Studying the Hand that Signs the Paper
US president Barack Obama’s signature has been likened to a baby tyrannosaurus rex playing with a ball of yarn. But does his signature have anything to say about the man? Perhaps he identifies as a baby tyrannosaurus, or maybe he just likes to play with balls of yarn - doesn’t everyone?
Graphologists claim that studying a signature can reveal the personality traits (here’s how) of the signer. Superstition or science? Classified an “entertainment” in the US until 1989, in France, where graphology was developed in the 19th century, up to 80% of firms still use graphologists - whether freelance or employed in their personnel departments - to assess job applicants.

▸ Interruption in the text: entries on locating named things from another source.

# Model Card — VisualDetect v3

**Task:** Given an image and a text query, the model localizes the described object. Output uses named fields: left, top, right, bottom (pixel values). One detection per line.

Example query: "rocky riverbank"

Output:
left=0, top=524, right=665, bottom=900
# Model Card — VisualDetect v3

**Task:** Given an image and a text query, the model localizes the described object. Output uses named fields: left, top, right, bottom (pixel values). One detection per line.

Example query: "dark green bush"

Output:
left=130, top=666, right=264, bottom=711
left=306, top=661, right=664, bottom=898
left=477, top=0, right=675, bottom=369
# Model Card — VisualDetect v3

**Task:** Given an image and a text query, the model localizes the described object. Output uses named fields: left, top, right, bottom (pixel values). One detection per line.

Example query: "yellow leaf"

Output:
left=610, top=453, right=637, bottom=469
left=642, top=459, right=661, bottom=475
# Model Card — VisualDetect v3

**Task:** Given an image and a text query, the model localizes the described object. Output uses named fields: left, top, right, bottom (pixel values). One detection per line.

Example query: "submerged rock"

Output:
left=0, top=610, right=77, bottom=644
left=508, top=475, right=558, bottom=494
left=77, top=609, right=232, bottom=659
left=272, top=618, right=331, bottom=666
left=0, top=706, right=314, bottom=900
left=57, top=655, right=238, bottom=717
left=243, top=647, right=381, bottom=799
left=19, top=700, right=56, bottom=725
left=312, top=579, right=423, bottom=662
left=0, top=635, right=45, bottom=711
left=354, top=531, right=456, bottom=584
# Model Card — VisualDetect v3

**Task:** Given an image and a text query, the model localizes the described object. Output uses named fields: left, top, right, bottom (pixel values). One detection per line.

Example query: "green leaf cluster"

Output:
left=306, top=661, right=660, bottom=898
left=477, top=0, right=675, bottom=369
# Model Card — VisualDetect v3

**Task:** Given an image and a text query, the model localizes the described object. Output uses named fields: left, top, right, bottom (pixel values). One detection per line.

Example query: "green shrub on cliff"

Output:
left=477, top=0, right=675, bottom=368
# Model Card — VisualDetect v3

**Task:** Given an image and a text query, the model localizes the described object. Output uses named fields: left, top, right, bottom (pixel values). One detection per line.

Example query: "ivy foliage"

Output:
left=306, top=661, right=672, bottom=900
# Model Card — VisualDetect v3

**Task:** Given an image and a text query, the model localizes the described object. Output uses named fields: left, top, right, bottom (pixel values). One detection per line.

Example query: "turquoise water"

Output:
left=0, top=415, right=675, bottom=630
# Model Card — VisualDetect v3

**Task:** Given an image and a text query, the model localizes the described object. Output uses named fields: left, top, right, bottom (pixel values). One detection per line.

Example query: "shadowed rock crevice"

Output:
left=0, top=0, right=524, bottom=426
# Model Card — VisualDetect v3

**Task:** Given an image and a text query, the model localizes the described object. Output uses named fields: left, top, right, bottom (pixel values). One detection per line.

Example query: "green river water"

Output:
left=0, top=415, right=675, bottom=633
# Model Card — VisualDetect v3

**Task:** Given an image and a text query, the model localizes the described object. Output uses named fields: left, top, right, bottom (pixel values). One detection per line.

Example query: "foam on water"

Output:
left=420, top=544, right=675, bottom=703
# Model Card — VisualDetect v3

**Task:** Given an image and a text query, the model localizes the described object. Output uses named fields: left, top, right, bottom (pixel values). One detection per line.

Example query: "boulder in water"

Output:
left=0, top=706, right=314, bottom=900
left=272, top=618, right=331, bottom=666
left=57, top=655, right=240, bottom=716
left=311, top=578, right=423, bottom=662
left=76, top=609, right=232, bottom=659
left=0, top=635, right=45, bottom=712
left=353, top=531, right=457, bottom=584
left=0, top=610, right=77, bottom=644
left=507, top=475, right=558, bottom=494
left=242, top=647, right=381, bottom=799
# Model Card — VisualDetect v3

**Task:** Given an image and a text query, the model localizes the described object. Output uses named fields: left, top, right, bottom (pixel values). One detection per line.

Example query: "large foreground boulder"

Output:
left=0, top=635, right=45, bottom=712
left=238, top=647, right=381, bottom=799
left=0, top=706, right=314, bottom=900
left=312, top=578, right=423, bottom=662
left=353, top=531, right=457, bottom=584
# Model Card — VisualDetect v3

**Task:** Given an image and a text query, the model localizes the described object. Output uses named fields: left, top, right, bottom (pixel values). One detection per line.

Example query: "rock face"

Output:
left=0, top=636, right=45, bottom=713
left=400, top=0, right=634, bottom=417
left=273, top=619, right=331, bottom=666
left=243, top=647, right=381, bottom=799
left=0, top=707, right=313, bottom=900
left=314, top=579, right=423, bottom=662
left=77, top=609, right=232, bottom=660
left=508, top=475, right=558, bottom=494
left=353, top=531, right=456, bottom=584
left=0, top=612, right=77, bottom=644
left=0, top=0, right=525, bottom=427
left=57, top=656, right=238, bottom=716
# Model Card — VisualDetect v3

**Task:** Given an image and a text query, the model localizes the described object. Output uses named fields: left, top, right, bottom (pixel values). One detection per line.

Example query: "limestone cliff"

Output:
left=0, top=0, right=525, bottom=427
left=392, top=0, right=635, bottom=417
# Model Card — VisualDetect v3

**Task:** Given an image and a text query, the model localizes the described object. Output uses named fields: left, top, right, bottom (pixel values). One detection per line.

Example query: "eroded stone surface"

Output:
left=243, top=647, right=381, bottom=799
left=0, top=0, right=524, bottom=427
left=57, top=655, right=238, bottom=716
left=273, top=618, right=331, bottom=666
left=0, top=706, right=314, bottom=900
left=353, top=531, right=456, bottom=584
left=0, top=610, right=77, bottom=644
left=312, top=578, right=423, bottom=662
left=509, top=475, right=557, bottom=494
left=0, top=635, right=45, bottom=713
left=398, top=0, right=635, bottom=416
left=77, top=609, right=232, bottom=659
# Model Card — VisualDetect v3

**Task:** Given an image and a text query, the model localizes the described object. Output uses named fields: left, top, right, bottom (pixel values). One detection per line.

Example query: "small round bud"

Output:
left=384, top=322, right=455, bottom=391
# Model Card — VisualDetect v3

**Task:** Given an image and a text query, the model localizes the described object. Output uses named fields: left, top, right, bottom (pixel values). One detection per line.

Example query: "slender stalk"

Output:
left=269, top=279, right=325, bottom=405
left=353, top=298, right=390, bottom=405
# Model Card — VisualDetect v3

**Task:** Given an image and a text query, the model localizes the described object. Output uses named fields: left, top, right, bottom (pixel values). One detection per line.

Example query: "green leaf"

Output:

Whatever it may or may not reveal about the signer, the signature has over time come to be a powerful symbol of individuality - so much so that its power to identify us as individuals is legally binding. A false signature can land us in prison, as can a legitimate signature on a broken contract, even if it’s been misunderstood or left unread. Signatures are subject to copyright law. The digital revolution has opened up a whole new thorny debate about the legal validity of digital signatures. And the signature of someone who enjoys celebrity status has a whole other status, so much so that it’s given a whole other term: the autograph. There are six known examples of Shakespeare’s autographs, all held by institutions and thus not for sale, but one collectibles website estimates their value at US$3 million each.